Prof. McConnell himself has hinted at an equally interesting question --
namely, under the Court's traditional "no direct aid" rule, precisely what
sort of religious "inculcation" may not be supported with public aid: is it
impermissible merely to "integrate[] . . . religious understandings . . .
into the curriculum," or is the prohibited activity limited to more express
(or "direct") religious instruction or proselytizing? The Court has never
been very clear on the question; more often, it has used ambiguous phrases
similar to O'Connor's reference above to ensuring that "state funds do not
advance religion."
(Please note: None of the above is intended to express a view one way or the
other on whether the Court *should* abandon the "no direct funding" or "no
direct aid to p.s. schools" principles!)
Marty Lederman
(in my personal capacity)
Michael McConnell writes:
James Dwyer raises an interesting question about the "pervasively
sectarian" (PS) caetgory. In the past, this distinction has been
interpreted very crudely, to the effect that religious elementary and
secondary schools are PS, and nothing much else (except probably
houses of worship, but that has never come up). This was a way of
justifying the status quo as of 30 years ago, in which government
funds were provided to all sorts of religiously affiliated
organizations (which are run by Protestants as well as others) and
not to schools (which were predominantly Catholic). The case in which
the distinction crystallized as a constitutional category, Tilton v.

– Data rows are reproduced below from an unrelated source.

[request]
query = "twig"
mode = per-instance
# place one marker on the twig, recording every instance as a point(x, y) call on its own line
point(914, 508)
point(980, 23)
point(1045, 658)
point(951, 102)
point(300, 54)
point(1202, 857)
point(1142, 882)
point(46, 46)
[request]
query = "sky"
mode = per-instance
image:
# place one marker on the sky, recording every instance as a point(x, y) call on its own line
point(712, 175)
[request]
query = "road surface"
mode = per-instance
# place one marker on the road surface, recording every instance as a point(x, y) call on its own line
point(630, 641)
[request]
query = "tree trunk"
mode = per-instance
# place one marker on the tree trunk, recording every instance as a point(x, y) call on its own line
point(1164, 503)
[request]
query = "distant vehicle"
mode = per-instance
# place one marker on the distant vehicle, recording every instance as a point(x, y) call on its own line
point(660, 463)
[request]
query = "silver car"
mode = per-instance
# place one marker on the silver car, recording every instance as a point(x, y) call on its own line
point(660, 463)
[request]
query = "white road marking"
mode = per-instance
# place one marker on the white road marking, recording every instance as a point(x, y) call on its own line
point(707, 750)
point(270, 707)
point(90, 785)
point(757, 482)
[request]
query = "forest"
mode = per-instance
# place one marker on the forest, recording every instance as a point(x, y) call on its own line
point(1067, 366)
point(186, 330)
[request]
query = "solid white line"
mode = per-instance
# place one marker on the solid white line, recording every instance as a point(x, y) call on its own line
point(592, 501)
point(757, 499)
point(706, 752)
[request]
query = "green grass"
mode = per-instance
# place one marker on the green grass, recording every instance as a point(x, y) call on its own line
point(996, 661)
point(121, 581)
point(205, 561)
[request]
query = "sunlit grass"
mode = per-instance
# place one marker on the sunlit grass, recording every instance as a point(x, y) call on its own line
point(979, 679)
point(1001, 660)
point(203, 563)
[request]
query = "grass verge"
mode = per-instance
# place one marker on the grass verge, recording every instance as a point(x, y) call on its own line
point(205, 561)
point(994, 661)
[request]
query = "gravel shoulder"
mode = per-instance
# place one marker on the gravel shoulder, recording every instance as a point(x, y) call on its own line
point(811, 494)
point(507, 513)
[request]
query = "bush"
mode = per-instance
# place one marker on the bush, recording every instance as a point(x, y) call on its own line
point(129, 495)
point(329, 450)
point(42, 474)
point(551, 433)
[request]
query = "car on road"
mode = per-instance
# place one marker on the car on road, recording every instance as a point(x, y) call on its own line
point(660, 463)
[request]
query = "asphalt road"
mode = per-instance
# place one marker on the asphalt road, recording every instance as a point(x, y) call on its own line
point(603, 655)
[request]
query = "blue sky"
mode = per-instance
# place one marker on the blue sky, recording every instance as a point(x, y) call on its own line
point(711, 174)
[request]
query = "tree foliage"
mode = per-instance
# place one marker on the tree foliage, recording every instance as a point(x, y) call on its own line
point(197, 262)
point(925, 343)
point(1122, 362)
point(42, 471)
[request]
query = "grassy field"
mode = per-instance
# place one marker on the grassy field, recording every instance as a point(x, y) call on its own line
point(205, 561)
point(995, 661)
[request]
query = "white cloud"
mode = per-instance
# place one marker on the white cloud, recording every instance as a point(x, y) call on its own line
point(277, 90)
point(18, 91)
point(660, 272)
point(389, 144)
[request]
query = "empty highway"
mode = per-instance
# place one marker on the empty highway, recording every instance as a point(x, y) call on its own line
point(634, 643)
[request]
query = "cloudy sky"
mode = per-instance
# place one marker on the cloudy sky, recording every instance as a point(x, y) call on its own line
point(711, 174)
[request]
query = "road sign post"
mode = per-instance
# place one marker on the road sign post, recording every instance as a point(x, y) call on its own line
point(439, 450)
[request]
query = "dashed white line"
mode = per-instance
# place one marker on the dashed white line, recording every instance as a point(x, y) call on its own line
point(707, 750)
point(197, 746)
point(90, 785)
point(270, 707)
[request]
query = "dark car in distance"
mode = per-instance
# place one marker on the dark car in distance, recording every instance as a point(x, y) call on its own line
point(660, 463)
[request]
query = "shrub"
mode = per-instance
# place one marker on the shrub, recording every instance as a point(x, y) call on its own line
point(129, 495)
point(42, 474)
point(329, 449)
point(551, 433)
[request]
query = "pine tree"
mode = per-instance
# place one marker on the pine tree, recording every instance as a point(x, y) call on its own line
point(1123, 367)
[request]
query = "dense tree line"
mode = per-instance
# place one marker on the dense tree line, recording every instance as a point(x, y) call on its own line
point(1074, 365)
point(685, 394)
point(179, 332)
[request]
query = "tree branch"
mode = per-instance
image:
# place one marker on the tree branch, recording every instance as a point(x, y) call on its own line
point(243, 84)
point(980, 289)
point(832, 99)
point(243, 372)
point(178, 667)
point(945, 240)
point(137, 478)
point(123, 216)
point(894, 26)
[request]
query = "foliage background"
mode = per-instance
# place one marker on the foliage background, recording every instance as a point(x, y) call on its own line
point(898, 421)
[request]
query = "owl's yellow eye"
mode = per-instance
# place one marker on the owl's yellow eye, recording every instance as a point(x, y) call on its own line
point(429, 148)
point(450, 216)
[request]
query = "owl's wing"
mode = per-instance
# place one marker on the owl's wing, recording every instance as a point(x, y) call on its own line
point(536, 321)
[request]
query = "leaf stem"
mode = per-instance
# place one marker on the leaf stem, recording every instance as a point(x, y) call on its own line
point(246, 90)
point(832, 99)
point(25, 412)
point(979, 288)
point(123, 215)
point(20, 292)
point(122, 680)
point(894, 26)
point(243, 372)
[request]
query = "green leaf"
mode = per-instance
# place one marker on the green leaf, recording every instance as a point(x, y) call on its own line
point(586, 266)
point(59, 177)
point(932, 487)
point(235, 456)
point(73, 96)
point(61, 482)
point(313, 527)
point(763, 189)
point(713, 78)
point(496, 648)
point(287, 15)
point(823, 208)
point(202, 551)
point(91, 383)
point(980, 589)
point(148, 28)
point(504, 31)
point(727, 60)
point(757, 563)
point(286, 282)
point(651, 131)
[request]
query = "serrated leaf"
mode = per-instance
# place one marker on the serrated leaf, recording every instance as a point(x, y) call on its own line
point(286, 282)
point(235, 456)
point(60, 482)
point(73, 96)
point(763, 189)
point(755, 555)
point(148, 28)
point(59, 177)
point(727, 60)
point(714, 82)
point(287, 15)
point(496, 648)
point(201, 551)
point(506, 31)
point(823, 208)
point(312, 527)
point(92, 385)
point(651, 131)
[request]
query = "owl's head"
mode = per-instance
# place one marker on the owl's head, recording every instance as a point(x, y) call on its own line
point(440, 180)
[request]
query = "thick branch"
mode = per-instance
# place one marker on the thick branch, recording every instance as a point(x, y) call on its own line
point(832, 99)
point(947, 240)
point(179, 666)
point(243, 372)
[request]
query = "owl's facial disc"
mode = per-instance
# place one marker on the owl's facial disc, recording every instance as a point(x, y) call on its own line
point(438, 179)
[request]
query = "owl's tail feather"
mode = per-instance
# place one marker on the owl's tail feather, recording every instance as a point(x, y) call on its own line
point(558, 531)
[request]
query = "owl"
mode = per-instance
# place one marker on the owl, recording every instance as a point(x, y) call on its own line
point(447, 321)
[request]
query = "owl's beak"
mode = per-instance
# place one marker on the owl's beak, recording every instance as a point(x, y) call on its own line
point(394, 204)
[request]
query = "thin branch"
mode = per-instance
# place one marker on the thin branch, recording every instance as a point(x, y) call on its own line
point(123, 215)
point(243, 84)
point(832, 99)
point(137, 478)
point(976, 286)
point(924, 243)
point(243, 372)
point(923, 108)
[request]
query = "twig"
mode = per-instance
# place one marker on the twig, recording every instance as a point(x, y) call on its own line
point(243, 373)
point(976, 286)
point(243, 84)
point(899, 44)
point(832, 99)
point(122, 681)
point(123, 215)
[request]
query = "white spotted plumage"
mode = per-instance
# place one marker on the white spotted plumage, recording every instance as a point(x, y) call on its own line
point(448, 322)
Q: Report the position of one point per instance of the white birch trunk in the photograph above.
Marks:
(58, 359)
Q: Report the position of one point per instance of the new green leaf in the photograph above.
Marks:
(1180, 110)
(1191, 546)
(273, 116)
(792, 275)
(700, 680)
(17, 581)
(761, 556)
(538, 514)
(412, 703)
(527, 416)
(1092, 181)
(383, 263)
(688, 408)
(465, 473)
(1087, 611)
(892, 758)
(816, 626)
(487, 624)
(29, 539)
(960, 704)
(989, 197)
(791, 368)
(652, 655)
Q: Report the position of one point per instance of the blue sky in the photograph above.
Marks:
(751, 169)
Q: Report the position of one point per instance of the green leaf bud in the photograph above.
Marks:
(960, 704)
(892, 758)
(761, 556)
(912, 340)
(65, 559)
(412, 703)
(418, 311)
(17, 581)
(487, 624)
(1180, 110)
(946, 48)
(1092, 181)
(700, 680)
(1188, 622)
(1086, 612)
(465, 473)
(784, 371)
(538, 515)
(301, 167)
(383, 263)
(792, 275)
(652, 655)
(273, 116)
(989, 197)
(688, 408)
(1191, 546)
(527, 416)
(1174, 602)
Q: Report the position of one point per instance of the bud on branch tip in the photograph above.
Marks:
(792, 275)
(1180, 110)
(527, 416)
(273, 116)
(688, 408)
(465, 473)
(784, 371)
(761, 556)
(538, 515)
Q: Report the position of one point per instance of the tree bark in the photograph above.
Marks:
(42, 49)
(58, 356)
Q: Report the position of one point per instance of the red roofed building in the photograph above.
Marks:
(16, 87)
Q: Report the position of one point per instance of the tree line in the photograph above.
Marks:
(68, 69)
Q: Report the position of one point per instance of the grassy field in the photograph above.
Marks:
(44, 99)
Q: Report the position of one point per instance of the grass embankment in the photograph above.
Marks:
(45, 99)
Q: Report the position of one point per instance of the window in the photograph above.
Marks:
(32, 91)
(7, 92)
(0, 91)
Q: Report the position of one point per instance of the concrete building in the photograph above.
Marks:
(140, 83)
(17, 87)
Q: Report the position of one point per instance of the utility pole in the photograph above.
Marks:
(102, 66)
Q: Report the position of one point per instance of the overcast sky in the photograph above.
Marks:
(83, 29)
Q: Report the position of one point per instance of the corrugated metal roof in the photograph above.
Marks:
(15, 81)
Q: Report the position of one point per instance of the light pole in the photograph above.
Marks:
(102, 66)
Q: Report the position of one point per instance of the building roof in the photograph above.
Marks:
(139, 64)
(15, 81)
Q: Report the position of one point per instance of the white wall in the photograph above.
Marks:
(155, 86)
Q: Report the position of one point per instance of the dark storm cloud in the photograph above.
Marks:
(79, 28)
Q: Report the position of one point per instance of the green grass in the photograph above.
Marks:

Richardson, was a plurality opinion; a majority of the Court thought
the distinction was malarky. The doctrine did have a certain
functional value, however: since the PS judgment was unrelated to the
actual facts of the case, it could be administered without intrusive
and subjective examinations of degrees of religiosity. No religiously
affiliated elem or secondary school could get funding, no matter how
much it watered down its religious identity. If the distinction is
to be taken seriously, as Columbia Union College shows, it will be an
entanglement nightmare, and will create an incentive for
secularization.
Catholic schools have not tended to challenge the PS categorization
in most cases, even though, as James Dwyer points out, they might
well succeed. I suspect this is because it would be awkward to admit
(to themselves and their communities) that religion is separate from
the rest of the curriculum, since their ostensible purpose is to
integrate religion into the rest of the curriculum.
I think the distinction is bad law and unsalvageable, since I
do not think there is any legitimate public purpose in discouraging
the integration of religious thought with the entire curriculum. That
is what my wife and I have tried to do in our homeschooling, with
highly satisfactory academic results. If "pervasively sectarian"
means that religious understandings may not be integrated into the
curriculum, it should be scrapped as a constitutional concept. It
promotes a particular view of religion.